LAWS(PVC)-1918-2-58

TULLA SOBHARAM PANDYA Vs. COLLECTOR OF KAIRA

Decided On February 15, 1918
TULLA SOBHARAM PANDYA Appellant
V/S
COLLECTOR OF KAIRA Respondents

JUDGEMENT

(1.) The plaintiffs are land-holders in the village of Badalpur in the Kaira District and they sued for an injunction to restrain the Collector from acting as he proposes to do by way of levying assessment from them. The Talukdari Settlement Officer gave them notice to this effect dated the 20th May 1913. Their case is that they hold their lands rent-free. The defendant, who originally was the Talukdari Settlement Officer and who has now been replaced by the Collector, maintained that the village of Badalpur had been attached under the powers conferred by Section 144 of the Bombay Land Revenue Code and that in virtue of Section 160 of that Code he had power to levy assessment on the lands of the plaintiffs. The District Court decided the case in favour of the defendant and the plaintiffs appealed to this Court. The evidence at that stage was so extremely scanty that eventually this Court found itself unable to decide the appeal and remanded eight issues to be determined by the District Judge. Those issues have been found on in a sense adverse to the plaintiff s, who again appear as appellants in this Court.

(2.) The first thing we have to determine is the nature of the agreement or settlement for this village of Badalpur. It must have been made in the early part of last century but there is no document relating to it, and there are no Kabulayats signed by the Talukdars of the village. We have not even an extract from the register of Talukdars. There is mention made of the Mehwasi villages, of which Badalpur is one, in Government official correspondence, from which extracts are filed of the years 1821 (Exhs. 37-8) ; 1822 (Exh. 39); and 1823 (Exh. 40). Then we have an extract from a Jama-bandi statement of 1821-22 (Exh. 41) and Kalambandhi of 1828 (Exh. 18). We have also general historical knowledge to go by. Wo know that the settlements or agreements for Mehwasi villages were made with the Mehwasi Chiefs or Heads of the villages and were usually made for the village as a whole in each case and were not made for any particular lands. The payment due for each village was annual, was a fixed lump sum or substantially fixed in amount (there may be small variations from year to year) and was regarded as Jama or land revenne though based on the amount of tribute which the Chief formerly paid and not on an estimate of assessable lands.
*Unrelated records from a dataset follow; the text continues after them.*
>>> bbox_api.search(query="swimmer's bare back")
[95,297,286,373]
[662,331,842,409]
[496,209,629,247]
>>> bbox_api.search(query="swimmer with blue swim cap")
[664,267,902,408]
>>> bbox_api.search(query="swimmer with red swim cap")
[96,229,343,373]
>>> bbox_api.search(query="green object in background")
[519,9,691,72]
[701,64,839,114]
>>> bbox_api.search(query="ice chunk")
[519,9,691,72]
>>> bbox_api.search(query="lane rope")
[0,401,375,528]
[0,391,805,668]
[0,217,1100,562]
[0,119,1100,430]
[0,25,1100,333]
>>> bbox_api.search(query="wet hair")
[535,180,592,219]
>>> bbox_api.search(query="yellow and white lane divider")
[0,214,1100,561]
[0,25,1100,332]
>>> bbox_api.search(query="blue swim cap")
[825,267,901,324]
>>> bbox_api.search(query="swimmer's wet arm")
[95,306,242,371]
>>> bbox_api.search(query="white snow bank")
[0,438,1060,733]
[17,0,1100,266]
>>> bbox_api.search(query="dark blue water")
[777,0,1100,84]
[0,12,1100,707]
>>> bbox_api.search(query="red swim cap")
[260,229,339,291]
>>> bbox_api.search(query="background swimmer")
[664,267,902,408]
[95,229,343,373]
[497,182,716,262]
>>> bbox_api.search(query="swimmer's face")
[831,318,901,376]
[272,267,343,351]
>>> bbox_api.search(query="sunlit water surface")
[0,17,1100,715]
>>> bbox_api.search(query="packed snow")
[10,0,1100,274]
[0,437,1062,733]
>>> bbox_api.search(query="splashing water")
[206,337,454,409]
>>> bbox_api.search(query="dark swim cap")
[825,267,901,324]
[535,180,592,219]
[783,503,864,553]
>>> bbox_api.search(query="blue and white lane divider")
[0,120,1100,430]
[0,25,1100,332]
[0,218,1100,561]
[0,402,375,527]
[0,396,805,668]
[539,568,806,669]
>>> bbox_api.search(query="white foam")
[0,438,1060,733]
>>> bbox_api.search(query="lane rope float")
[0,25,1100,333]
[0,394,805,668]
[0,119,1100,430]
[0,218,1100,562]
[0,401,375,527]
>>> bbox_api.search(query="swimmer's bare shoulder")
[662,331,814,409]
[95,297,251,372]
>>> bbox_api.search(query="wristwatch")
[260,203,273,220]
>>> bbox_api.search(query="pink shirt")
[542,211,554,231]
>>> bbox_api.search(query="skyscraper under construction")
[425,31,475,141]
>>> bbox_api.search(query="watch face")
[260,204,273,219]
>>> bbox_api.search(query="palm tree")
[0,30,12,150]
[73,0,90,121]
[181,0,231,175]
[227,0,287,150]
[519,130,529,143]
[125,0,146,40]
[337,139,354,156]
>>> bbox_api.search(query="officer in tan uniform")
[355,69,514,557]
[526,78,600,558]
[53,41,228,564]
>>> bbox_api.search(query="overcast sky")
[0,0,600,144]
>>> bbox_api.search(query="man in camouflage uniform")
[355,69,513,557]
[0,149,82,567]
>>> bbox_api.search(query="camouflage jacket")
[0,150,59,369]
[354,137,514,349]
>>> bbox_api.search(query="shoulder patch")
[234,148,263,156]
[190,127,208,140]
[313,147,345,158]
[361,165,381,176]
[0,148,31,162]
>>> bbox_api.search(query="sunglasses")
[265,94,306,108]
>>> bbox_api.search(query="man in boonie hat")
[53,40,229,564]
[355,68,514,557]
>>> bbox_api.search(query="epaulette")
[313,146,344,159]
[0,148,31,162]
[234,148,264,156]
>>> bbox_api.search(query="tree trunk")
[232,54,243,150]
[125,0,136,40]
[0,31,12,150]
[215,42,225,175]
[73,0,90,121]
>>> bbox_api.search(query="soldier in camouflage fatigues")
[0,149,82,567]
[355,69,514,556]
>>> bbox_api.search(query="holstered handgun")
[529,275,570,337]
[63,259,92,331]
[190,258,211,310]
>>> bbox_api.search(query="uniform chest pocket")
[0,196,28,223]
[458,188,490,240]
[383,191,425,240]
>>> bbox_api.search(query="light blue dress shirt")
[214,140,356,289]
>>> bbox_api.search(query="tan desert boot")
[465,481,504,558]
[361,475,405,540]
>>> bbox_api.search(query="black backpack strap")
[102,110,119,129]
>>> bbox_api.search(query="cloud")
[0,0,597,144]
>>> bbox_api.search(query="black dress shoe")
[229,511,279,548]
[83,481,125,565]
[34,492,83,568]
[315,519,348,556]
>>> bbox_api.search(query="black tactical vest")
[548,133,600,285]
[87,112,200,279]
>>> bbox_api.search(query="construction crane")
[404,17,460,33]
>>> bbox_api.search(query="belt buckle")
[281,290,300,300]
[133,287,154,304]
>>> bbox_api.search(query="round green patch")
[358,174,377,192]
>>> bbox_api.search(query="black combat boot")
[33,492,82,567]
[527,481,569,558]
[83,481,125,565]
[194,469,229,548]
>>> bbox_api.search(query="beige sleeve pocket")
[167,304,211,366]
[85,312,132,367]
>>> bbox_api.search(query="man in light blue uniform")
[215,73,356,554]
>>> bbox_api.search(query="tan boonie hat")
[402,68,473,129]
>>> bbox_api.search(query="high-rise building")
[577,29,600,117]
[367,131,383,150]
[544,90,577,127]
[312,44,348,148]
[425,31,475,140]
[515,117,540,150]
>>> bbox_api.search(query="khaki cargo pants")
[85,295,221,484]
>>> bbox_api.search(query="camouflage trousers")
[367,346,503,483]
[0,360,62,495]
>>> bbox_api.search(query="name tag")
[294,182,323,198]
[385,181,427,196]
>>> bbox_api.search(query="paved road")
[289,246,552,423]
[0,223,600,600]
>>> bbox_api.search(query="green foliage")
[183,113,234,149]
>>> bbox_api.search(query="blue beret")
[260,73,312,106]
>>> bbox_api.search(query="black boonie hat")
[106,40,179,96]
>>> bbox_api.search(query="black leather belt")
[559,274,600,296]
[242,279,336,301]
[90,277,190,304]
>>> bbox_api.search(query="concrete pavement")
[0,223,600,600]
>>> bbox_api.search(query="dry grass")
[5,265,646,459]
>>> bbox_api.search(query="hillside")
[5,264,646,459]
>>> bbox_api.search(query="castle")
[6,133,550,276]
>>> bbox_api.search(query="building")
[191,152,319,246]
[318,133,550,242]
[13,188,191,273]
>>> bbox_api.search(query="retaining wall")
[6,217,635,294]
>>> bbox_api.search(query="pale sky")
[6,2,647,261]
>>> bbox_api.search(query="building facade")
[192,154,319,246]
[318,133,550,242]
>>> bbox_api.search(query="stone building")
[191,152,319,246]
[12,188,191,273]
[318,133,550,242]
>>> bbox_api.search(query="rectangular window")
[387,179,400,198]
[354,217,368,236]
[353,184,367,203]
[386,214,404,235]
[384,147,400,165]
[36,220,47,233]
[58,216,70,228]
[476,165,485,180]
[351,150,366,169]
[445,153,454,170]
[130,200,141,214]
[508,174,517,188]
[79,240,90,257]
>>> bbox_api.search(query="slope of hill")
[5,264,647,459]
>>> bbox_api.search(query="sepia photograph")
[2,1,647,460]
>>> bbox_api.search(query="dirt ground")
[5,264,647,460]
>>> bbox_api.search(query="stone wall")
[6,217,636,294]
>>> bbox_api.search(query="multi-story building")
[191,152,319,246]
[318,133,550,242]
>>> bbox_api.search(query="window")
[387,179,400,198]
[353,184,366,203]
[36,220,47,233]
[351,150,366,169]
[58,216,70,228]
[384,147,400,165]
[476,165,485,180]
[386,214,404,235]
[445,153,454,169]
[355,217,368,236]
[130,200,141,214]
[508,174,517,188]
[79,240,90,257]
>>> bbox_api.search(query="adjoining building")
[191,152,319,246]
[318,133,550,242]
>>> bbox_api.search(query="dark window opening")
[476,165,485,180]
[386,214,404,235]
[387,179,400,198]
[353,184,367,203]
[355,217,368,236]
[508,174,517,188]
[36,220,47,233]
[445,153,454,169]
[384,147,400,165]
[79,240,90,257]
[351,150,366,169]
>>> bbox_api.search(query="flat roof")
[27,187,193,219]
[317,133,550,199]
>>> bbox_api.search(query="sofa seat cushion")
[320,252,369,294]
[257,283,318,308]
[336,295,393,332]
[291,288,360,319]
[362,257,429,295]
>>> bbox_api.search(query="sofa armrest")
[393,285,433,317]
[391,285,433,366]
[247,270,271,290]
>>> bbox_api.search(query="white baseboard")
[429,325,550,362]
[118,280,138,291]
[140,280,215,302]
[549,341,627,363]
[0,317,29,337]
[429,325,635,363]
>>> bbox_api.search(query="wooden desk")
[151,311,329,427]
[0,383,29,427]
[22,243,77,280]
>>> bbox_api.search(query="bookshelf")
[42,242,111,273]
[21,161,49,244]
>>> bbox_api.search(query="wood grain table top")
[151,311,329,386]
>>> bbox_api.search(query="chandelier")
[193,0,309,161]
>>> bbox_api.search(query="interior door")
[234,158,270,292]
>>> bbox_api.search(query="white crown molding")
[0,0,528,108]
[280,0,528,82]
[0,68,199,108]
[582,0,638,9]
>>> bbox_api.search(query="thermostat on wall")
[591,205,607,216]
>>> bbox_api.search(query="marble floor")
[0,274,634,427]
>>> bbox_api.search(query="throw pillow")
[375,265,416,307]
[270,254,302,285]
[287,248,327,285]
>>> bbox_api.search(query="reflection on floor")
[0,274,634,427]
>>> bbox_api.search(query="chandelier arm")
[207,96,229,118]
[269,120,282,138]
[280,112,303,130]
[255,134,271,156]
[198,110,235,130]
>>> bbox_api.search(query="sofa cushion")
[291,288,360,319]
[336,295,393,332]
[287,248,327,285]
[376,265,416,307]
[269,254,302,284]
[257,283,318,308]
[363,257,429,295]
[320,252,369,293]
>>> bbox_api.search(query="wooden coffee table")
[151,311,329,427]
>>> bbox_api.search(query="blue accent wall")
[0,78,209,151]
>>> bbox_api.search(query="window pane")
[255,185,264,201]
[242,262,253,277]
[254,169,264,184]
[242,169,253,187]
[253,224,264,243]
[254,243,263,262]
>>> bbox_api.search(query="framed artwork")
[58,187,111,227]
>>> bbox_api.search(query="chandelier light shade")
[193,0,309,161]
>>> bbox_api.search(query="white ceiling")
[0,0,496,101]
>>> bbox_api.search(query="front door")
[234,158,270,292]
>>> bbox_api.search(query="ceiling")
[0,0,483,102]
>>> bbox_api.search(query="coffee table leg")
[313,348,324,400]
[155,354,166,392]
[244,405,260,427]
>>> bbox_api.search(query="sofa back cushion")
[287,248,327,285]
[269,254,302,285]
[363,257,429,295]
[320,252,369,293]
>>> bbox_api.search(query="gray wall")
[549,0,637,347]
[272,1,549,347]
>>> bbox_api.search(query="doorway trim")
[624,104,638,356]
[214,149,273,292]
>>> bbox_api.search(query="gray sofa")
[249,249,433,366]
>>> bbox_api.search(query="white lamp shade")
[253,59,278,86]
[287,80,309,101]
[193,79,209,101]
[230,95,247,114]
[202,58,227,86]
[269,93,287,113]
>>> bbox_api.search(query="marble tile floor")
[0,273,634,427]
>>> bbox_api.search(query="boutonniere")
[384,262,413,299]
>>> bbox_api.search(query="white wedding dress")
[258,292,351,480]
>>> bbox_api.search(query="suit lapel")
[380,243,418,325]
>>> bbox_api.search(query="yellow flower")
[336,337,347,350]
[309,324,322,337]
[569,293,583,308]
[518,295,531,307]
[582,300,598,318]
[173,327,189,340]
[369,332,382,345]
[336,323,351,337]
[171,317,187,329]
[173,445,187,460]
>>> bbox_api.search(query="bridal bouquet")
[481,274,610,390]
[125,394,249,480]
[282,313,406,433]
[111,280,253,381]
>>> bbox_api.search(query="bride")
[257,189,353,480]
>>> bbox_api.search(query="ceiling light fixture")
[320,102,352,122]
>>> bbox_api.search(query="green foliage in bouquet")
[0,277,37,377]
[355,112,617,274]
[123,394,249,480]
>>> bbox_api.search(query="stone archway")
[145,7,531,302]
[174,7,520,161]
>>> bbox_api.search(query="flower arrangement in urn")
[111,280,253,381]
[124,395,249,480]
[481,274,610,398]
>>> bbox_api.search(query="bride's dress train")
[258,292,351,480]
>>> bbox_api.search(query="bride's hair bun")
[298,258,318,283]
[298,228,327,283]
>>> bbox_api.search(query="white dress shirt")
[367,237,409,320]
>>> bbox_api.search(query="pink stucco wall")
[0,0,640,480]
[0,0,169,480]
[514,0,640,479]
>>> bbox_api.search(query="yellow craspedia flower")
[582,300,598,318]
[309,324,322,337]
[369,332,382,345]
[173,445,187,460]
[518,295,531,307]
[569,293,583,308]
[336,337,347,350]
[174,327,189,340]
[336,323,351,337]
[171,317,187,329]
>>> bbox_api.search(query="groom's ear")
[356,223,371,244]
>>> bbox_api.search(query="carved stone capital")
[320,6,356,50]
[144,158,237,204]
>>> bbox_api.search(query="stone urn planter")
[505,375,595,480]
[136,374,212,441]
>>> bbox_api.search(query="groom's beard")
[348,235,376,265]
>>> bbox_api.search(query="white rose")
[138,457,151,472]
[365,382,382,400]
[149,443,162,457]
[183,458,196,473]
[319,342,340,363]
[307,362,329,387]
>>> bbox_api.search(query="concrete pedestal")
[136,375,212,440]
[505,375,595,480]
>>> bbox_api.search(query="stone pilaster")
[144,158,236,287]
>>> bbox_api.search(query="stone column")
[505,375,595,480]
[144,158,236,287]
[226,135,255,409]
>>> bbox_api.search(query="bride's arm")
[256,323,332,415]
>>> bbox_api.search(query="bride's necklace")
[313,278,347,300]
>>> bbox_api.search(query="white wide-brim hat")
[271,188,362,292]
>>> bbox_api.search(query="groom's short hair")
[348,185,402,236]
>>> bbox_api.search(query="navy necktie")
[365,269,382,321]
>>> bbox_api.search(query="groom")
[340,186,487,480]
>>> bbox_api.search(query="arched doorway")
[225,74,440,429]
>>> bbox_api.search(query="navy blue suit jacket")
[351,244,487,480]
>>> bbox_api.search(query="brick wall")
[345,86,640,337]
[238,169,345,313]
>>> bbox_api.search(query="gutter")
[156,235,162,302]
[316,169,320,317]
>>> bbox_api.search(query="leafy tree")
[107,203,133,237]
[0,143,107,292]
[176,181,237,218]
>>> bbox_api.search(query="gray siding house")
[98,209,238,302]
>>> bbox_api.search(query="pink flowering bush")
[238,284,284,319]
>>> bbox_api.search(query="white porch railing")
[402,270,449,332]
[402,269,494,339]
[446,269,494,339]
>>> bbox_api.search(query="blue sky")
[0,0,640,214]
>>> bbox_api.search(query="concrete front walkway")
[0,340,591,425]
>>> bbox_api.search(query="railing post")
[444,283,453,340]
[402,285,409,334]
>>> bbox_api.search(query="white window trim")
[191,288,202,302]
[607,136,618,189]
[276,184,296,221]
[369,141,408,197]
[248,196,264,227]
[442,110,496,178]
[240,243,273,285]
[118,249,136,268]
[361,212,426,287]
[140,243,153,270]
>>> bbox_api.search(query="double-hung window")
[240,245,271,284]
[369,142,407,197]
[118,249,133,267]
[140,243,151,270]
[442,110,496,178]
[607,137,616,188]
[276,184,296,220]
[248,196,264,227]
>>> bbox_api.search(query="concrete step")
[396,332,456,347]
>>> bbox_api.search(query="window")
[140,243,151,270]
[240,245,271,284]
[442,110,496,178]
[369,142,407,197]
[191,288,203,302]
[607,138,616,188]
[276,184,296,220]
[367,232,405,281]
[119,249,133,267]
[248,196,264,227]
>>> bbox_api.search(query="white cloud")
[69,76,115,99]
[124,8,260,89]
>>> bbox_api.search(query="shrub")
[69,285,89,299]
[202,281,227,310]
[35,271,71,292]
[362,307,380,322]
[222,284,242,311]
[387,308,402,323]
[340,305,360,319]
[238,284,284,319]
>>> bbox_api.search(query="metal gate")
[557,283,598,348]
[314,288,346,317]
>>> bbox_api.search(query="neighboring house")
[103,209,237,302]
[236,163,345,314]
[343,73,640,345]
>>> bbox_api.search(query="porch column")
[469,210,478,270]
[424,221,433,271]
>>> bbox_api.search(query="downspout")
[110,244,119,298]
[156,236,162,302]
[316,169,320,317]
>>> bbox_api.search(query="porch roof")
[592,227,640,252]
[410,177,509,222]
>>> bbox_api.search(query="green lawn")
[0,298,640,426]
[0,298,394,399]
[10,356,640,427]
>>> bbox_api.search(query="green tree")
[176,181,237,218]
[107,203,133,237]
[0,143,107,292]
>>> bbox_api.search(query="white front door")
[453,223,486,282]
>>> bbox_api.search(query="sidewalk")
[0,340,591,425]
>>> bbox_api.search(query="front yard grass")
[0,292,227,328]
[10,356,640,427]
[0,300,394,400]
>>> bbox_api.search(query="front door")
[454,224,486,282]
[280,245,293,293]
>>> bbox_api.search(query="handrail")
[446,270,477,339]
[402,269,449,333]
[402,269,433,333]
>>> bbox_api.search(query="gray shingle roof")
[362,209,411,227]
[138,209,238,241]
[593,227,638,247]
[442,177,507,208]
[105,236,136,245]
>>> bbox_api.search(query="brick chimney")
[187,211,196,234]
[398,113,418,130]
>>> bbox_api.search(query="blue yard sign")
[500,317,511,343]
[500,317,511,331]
(3.) The evidence in the case indicates, so far as it goes, that the settlement or agreement for Badalpur was of the normal kind : that it was for the whole village and for a fixed annual payment for which the Mehwasi Chief of the village was responsible. Were it otherwise, there would be definite evidence of it forthcoming as is to be expected where there is a variation from the normal.